9 steps to overcome fear

Sometimes some part of us becomes our “inner critic”, which inspires us with doubts and fears. Sometimes we let them control us. But fears can be overcome. Several effective techniques from a psychotherapist.

Have you ever heard an inner voice that whispers, “You are not good enough. You won’t get anything. It’s not worth trying”? But we are not doomed to remain captive to these fears: on the contrary, we can overcome them.

Fear has a purpose

Fear tries to help us stay safe. But sometimes we don’t need protection and just overestimate the risk and underestimate our own resilience.

Anxiety grows when we focus on the negative. By constantly replaying the worst-case scenario in our minds, we feed our fear. Sometimes it keeps us from reaching our full potential, keeps us from taking risks and doing what we want to do, keeps us in a job that doesn’t suit us or in a relationship that doesn’t satisfy us. Fear tries to protect us from shame, ridicule, loneliness.

What are you afraid of?

Most of the most common fears boil down to the following:

  • fear of failure;
  • fear of change;
  • fear of experiencing painful experiences;
  • fear of being abandoned or rejected.

How to overcome fear

Overcoming fear is a process that begins with awareness and requires a willingness to change your thinking and behavior. Here are 9 tips to help you:

1. It is important to notice when fear takes over. Awareness of the problem is an essential part of any change.

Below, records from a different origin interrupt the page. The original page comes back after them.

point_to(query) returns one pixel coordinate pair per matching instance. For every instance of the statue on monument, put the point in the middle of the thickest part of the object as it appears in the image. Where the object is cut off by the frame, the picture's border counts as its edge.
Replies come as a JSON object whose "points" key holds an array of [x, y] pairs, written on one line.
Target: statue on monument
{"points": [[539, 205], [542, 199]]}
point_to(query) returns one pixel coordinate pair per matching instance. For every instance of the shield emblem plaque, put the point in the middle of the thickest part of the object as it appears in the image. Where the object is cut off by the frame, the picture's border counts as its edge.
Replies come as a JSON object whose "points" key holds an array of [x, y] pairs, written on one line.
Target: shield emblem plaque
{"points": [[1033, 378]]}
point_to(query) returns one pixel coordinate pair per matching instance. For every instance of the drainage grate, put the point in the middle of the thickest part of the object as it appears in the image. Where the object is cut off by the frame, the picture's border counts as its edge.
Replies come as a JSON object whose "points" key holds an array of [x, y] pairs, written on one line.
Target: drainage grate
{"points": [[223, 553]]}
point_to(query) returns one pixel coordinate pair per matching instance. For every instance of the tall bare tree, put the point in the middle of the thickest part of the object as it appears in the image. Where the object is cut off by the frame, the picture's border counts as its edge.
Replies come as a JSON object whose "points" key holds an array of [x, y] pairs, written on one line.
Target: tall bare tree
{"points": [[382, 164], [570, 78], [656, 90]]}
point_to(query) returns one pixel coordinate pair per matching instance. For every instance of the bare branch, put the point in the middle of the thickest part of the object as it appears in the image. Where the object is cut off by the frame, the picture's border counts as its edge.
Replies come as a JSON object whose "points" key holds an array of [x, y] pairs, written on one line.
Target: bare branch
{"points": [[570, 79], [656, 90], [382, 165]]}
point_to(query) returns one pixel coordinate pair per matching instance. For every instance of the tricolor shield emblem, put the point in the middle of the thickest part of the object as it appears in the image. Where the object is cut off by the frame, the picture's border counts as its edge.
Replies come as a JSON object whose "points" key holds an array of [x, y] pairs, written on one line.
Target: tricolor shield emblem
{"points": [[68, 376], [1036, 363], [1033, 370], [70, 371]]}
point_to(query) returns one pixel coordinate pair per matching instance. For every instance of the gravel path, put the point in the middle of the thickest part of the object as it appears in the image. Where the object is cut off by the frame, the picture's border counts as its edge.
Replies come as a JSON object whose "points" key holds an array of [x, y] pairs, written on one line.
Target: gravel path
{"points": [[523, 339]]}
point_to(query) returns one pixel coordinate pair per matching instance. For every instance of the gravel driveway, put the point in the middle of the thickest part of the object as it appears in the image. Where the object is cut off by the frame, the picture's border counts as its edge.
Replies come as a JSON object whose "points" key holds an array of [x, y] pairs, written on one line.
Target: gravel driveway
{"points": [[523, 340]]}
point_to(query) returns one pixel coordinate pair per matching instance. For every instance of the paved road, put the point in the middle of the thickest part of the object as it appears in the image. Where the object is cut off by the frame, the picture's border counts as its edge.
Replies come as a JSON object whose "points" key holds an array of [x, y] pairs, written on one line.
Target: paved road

2. Think What exactly is fear stopping you? What motivates you to overcome it? What exactly will your life be better for when you finally get over it?

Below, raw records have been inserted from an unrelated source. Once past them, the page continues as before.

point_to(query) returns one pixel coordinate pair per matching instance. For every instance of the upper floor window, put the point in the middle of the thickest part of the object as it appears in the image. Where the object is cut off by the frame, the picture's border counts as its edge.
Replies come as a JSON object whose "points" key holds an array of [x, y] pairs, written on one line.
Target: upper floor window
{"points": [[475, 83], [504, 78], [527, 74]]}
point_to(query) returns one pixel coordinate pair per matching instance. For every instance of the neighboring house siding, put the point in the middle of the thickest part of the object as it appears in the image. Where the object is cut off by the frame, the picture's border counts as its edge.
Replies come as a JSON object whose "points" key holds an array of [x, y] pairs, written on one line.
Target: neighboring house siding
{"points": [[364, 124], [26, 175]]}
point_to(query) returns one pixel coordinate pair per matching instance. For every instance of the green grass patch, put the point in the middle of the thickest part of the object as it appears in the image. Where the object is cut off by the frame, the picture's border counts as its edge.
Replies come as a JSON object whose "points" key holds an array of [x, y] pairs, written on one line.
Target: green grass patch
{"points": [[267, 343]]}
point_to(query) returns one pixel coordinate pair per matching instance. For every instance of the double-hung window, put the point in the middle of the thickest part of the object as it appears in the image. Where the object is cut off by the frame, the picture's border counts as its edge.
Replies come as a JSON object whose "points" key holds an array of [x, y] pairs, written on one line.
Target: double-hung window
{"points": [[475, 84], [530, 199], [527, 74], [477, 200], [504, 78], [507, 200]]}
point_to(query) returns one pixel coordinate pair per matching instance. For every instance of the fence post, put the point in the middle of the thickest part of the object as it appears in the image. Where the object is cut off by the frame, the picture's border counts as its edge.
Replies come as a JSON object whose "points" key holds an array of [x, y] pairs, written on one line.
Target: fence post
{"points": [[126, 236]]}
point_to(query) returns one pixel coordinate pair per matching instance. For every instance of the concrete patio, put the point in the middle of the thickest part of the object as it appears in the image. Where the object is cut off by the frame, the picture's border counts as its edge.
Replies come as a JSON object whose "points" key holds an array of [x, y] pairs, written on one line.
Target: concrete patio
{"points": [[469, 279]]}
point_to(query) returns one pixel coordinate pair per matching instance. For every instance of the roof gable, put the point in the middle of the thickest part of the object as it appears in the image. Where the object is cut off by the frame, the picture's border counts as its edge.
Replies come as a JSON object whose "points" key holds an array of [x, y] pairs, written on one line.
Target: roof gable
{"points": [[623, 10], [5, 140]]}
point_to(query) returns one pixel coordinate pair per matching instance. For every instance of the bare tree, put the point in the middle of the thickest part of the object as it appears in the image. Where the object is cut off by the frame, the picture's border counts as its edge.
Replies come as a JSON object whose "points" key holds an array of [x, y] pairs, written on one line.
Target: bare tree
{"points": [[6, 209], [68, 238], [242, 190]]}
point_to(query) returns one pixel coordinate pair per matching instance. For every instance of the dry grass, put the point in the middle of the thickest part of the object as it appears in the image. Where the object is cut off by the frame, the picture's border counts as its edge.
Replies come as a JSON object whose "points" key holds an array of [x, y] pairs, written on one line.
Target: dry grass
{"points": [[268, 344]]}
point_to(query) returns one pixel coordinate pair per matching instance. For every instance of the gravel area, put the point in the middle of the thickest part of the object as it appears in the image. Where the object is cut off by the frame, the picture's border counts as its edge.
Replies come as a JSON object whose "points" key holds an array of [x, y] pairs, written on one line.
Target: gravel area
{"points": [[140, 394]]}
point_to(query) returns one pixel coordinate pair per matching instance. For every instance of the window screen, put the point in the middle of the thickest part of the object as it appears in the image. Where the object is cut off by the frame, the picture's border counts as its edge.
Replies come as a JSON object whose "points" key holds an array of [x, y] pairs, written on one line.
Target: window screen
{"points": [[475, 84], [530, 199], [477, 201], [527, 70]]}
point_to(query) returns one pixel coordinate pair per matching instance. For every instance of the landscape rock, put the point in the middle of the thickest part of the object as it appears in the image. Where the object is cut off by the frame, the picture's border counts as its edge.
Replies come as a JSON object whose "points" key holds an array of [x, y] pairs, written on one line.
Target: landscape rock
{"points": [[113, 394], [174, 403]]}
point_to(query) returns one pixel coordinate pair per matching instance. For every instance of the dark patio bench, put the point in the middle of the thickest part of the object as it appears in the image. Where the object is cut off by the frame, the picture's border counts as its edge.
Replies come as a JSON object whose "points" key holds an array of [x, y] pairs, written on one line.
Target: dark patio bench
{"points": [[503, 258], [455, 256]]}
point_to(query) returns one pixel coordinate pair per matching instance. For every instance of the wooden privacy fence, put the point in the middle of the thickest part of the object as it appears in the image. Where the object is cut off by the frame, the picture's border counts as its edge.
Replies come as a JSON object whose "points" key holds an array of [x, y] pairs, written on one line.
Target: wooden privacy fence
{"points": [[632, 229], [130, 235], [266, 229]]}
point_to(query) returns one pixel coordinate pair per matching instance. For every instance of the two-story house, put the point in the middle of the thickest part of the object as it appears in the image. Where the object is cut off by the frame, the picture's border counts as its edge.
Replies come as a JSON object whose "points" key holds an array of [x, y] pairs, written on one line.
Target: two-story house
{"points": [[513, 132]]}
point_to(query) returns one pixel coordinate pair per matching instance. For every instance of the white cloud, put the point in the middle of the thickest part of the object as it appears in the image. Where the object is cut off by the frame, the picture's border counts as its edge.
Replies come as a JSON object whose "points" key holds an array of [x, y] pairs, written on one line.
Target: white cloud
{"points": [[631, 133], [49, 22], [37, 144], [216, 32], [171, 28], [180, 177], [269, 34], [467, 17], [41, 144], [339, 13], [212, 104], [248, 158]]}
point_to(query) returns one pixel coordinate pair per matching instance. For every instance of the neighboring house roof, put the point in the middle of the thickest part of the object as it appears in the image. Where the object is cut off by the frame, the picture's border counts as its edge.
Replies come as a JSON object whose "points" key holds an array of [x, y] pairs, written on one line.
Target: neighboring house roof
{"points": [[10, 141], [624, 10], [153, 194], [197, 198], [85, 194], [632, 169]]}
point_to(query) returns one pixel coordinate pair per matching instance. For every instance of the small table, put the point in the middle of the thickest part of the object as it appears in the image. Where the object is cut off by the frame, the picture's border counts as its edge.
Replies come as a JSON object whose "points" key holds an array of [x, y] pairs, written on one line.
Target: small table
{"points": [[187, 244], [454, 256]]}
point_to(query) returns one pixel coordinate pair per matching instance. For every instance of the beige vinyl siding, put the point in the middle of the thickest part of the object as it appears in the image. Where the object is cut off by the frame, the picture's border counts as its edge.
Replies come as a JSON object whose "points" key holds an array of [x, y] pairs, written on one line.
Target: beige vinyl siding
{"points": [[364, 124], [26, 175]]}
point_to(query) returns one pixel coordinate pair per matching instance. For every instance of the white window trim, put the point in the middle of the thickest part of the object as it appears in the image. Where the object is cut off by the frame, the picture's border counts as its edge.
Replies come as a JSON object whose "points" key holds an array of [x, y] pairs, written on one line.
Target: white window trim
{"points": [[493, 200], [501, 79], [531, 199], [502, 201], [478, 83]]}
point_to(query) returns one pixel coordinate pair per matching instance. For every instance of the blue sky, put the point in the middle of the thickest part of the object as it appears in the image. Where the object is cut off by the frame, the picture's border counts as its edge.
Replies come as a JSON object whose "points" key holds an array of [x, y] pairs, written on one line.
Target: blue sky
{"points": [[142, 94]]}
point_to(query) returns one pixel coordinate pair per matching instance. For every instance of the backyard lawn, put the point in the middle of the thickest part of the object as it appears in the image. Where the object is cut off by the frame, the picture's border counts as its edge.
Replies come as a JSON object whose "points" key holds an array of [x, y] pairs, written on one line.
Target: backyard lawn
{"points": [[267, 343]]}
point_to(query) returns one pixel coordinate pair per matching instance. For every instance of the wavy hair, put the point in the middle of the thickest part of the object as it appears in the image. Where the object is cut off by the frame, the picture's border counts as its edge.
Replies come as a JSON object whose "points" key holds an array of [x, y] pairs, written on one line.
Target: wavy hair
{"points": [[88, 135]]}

3. What beliefs underlie your fears? For example, if you think leaving a bad job or ending a bad marriage means you’re a failure, you’ll endure these situations even after it’s clear that nothing good comes out of it. If your fear of abandonment stems from an internal belief in your own inferiority, you may find yourself again and again starting relationships with people who treat you badly in order not to be left alone.

4. Try to avoid black and white thinking. Life is too complicated to describe people in categories like “successful” or “failed”, “smart or stupid”. It’s best not to label yourself like that.

5. Don’t think about the end result. It doesn’t define who you are. If you are afraid that the result will not be as you would like, be afraid to even try. But often the result depends not only on us. You can follow the strictest diet according to all the instructions, but this does not guarantee that you will lose 5 kg (the result you expect). Therefore, it is better to focus on what is under your control – your actions and thoughts.

6. Possibly the worst has already happened, and this is the reason for the alarm. I had a teenage client who refused to go to college, which in itself is not a disaster, but I was surprised because he had very good grades. He understood that he was afraid of being rejected and that his fear of not going to college was illogical given his academic performance. After digging into his past, we found out that his father, with whom he no longer had a relationship, often shamed him, saying things like: “You are such a fool. Why are you trying to achieve something? Your grandfather didn’t achieve anything, and neither did your father. What makes you think you’re better than anything?” The worst thing has already happened to this young man – he was rejected by his father, and he continued to live in fear of being rejected again.

7. Rate the reality of their fears. How likely is the outcome of the events that scares you? In general, we tend to overestimate the likelihood of possible troubles and misfortunes and constantly “scroll” them in our heads, instead of taking a sober look at things.

8. Maybe Are you a more resilient person than you think? Even if your worst fears come true, perhaps you can still cope and survive what happened? Remember how many difficult and painful situations you have already experienced in life.

9. To reduce anxiety try different relaxation techniques, such as the grounding exercise (see below). If you have been diagnosed with one of the anxiety disorders, or suspect that you may be suffering from one of these disorders, it is important to see a professional psychologist or psychiatrist. Fear serves a purpose. It should not be ignored, but it is important to critically analyze it in order to understand how justified it is. If it is unreasonable, start to overcome it little by little, at first doing only what causes a little discomfort. Step by step you will be able to discover new possibilities.

Grounding exercise to reduce anxiety:

  • Rate your level of anxiety on a scale of 1 to 10.
  • Sit on a chair or sofa. Keep your back straight and place your feet on the floor. Relax your shoulders.
  • Breathe slowly and deeply.
  • How many windows are in the room?
  • How many electrical outlets do you see?
  • How do you feel about the chair or sofa you are sitting on? Is he soft? Hard?
  • What color are your trousers? Shoes?
  • What do you hear?
  • What material is the floor made from? Is he even or not? Soft or hard? Clean or dirty? Do you see any flaws in it?
  • List your favorite TV shows or series.
  • Name all the geometric shapes that you can remember.
  • Rate your level of anxiety on a scale of 1 to 10. If it is still above 5, repeat the exercise.